Certaines opérations ont été montées avec Promosalons, dont je tiens à saluer la réactivité dans ces circonstances, très immédiatement après les attentats de novembre 2015. L’objectif était d’inviter en France certains leaders d’opinion et journalistes étrangers afin que ceux-ci puissent mesurer par eux-mêmes les conditions de confort, de sécurité et de confiance déployées pour les professionnels internationaux sur les salons français (voir Zoom de la Lettre n°55).

Il me parait très important que Promosalons continue ses actions de promotion collective dans des pays cibles. Chaque fois que possible - cela a déjà été le cas dans une dizaine de pays - nos ambassadeurs sont mis à contribution pour pouvoir, soit accueillir ces opérations spéciales, soit y prendre la parole et démultiplier, ce faisant, l’impact de ces opérations.

Nous partageons aussi en Conseil d’Administration des informations sur des sujets plus larges (par ex. le Grand Paris), qui peuvent être utiles aux membres de Promosalons et enrichir leur communication diffusée par le réseau à l’international.

Ainsi, nous avons rappelé le rôle de Promosalons et les nombreux salons qu’il représente à l’ensemble du réseau diplomatique.
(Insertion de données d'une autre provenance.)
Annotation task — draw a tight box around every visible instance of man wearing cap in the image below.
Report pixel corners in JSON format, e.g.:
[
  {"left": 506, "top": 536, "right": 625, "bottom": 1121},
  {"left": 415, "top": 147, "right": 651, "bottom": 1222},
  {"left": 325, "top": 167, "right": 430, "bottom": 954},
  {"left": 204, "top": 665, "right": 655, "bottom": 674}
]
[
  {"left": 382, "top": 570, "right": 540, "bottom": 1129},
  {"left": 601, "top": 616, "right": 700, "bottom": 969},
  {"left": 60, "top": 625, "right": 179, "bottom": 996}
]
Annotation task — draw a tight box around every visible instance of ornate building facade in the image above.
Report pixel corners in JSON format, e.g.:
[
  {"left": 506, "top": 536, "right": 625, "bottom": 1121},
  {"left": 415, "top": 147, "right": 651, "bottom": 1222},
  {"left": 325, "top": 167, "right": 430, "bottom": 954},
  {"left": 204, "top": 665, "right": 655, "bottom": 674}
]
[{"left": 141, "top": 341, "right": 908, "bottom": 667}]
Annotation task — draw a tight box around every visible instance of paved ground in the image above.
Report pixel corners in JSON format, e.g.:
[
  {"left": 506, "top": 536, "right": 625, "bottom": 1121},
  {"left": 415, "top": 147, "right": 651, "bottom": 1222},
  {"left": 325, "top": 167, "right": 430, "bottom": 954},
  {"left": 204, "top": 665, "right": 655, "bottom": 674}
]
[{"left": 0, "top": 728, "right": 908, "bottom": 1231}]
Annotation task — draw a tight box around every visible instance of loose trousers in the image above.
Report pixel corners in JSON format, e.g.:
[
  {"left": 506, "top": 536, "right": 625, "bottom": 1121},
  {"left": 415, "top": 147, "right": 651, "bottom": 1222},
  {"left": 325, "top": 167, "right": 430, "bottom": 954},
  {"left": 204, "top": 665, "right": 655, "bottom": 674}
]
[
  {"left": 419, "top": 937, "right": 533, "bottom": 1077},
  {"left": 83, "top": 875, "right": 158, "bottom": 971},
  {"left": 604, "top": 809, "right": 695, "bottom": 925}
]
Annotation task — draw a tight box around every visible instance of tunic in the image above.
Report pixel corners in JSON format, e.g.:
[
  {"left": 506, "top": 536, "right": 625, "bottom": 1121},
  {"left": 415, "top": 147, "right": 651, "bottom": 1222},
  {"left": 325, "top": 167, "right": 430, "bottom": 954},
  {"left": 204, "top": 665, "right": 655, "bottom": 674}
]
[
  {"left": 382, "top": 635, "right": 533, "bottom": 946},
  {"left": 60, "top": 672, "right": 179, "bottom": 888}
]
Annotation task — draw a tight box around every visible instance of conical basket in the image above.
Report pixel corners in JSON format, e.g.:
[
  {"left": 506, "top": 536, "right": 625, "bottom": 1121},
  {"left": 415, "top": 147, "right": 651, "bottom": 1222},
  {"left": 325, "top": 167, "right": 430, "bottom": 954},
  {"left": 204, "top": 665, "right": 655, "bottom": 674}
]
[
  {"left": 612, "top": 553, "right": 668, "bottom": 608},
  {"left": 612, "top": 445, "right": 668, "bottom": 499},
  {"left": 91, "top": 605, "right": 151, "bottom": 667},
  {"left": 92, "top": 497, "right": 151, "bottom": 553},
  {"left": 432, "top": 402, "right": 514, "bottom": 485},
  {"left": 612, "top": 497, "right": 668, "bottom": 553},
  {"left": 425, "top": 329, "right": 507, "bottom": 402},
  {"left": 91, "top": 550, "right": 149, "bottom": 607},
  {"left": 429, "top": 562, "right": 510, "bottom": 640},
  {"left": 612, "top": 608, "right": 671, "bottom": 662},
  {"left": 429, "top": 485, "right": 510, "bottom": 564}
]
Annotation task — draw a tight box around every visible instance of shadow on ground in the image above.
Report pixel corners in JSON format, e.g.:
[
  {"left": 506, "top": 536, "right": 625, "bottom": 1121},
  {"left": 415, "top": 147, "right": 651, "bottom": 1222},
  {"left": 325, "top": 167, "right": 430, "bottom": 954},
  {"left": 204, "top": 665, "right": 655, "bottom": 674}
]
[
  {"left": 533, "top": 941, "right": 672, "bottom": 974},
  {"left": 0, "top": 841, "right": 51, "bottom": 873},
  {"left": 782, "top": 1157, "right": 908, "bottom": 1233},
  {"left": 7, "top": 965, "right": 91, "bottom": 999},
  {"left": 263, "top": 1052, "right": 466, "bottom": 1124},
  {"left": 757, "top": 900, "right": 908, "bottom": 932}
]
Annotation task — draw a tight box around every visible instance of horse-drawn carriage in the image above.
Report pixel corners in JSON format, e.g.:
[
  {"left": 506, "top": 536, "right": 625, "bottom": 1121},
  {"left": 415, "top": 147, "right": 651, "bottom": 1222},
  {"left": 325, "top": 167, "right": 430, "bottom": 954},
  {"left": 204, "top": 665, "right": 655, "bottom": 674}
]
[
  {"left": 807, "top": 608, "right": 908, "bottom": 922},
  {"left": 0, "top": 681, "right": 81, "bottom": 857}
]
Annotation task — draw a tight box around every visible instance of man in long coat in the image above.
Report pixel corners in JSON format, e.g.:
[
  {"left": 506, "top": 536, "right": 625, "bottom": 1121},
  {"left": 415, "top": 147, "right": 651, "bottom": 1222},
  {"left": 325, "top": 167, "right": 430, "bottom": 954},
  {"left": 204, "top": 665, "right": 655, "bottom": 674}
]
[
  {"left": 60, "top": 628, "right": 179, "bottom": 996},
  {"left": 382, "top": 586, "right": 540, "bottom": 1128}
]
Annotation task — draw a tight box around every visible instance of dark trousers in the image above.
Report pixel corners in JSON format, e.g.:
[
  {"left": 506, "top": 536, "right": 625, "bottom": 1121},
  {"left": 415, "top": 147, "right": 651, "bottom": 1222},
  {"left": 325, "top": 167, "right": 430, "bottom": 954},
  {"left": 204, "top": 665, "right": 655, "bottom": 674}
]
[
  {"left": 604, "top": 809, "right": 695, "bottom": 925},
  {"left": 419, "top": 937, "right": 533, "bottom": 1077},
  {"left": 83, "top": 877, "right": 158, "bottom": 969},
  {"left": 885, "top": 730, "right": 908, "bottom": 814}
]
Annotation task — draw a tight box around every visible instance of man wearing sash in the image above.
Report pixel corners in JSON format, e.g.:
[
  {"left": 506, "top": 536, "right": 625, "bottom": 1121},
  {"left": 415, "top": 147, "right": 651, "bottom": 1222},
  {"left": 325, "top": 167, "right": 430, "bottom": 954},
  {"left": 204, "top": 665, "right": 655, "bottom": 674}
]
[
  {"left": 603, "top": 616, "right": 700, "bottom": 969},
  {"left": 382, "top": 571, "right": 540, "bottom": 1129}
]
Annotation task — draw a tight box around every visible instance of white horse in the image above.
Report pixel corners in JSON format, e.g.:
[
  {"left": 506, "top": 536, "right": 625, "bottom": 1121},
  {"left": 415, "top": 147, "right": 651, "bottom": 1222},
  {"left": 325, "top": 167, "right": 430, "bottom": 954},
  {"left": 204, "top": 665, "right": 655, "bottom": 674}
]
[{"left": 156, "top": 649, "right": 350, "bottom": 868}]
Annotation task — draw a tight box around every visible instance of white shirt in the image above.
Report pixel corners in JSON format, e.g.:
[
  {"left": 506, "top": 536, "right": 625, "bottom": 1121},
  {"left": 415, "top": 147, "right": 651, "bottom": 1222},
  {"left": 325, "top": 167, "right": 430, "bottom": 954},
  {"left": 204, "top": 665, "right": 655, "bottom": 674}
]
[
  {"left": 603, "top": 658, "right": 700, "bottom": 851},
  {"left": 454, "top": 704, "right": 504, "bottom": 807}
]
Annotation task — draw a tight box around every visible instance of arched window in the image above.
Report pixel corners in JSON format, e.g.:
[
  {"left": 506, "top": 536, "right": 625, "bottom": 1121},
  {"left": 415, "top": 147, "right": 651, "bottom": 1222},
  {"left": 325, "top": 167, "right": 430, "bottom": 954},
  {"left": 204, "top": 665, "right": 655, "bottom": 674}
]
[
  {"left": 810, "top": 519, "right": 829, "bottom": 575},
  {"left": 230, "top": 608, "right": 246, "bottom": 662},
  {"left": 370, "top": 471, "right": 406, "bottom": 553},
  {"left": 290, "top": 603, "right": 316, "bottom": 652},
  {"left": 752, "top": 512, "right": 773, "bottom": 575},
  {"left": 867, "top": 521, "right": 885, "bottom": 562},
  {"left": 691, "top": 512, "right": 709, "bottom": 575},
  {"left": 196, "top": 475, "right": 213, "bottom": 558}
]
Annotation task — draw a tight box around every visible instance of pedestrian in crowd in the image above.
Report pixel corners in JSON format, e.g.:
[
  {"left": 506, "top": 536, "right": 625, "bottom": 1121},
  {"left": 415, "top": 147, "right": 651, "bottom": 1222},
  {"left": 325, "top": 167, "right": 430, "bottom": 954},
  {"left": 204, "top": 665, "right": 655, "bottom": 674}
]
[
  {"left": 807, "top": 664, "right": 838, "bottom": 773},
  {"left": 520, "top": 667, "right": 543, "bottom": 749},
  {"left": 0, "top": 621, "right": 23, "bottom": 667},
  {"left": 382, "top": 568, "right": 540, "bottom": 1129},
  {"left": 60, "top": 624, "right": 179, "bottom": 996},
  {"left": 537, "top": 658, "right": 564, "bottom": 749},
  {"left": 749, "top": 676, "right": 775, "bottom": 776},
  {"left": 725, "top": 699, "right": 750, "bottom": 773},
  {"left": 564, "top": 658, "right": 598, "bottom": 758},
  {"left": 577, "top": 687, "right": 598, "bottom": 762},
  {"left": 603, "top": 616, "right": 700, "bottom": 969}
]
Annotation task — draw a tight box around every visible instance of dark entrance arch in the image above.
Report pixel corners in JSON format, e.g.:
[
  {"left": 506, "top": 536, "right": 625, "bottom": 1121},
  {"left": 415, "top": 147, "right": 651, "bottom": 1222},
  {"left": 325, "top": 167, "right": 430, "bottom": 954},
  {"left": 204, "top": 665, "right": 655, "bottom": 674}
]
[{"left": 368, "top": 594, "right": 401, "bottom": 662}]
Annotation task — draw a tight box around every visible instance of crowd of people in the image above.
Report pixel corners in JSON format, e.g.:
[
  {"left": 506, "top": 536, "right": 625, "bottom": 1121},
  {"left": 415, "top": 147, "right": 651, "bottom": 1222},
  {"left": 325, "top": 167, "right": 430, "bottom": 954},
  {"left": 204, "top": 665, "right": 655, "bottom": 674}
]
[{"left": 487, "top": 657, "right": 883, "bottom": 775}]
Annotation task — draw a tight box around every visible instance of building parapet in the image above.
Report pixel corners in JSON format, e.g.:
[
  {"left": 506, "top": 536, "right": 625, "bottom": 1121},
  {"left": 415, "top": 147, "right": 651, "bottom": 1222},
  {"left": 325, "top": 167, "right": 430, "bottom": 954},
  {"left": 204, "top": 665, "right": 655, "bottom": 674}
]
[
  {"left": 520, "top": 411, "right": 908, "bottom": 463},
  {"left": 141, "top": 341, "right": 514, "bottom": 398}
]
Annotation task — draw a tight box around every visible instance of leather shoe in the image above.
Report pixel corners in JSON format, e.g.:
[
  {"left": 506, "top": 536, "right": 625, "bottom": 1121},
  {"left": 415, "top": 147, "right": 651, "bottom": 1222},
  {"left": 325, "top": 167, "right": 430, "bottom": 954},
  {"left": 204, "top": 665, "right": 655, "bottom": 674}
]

Nous l’avons incité très fortement, en rappelant les enjeux économiques de la filière, à rencontrer les représentants de Promosalons pour examiner avec eux les moyens que l’ambassade pouvait mettre à leur disposition, avec ceux des services économiques et, lorsque c’était possible, de Business France voire d’Atout France dont le MAEDI exerce la cotutelle.

Le secteur des foires et salons évolue dans un environnement concurrentiel de plus en plus pressant et la France ne peut pas se permettre le luxe d’attendre. J’ai donc hâte de voir émerger les grandes lignes du contrat de filière, et vous pouvez compter sur nous pour remplir systématiquement, méthodiquement et méticuleusement la part de nos engagements.